Theodora Joan Noyes (known as Dora) was born on 8 November 1864 in Harrow, Middlesex. She had two sisters, Mary and Ella Margaret, and their father was a solicitor. The sisters became residents at The Cottage, Upton Lovell, in the early 1900s before moving to Fosters in Sutton Veny at about 1907 where they lived for the remainder of their lives.
Dora’s charming late 19th to early 20th paintings include her best known ‘haymaking on Salisbury Plain’, painted in 1912. She exhibited often at the principal London galleries, with the piece ‘Two at the Style’ exhibited at the Royal Academy in 1894. Her settings included landscapes and portraits, especially of children, and she worked in oil as well as watercolour.

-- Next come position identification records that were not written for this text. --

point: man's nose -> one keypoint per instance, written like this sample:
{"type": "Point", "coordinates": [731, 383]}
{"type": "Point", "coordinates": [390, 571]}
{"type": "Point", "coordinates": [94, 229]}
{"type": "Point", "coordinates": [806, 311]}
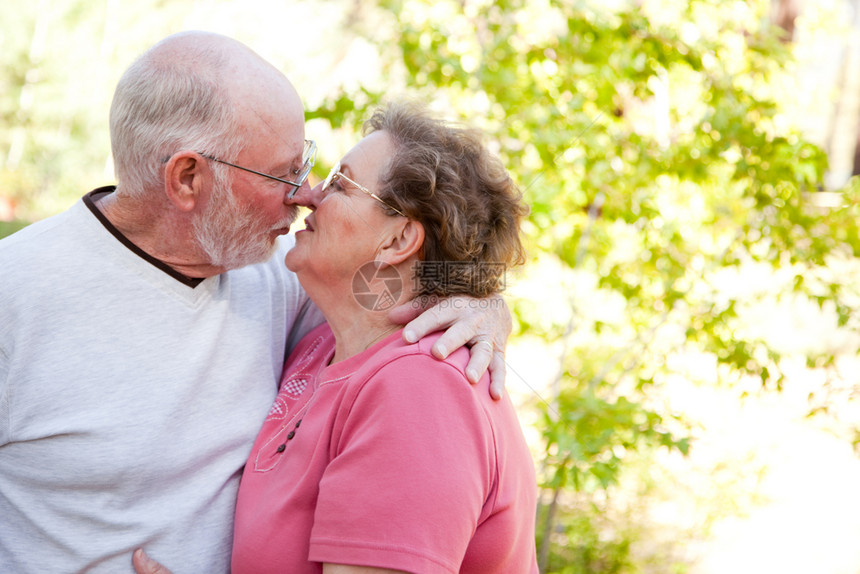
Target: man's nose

Sometimes travelling with her sister, Dora also illustrated five of Ella’s travel books, the first being ‘Saints of Italy. Legends Retold’, published in 1901 of which modern reprints continue to be produced. ‘The Casentino’ which was produced for the Christmas market in 1905 included 24 of Dora’s line drawings. It was produced as a luxury volume, the publishers feeling the location of the content would continue to be popular with English visitors. Closer to home, Dora received a fee of £25 for her artwork in Ella’s travel book ‘Salisbury Plain’ which included watercolours and which proved to be their final joint publication.
Whilst in Wiltshire, Dora became well known for her lacework, embroidery, weaving and spinning. She was the last surviving of the three, her sisters having died many years earlier, both in 1949. They are buried together in the churchyard at St. John the Evangelist, Sutton Veny.
Salisbury Museum will benefit from the acquisition and are delighted to be able to give a home to the work of such a talented artist; part of a family who fell in love with Wiltshire and, after some years of travelling to foreign parts, became inspired again by home-grown beauty.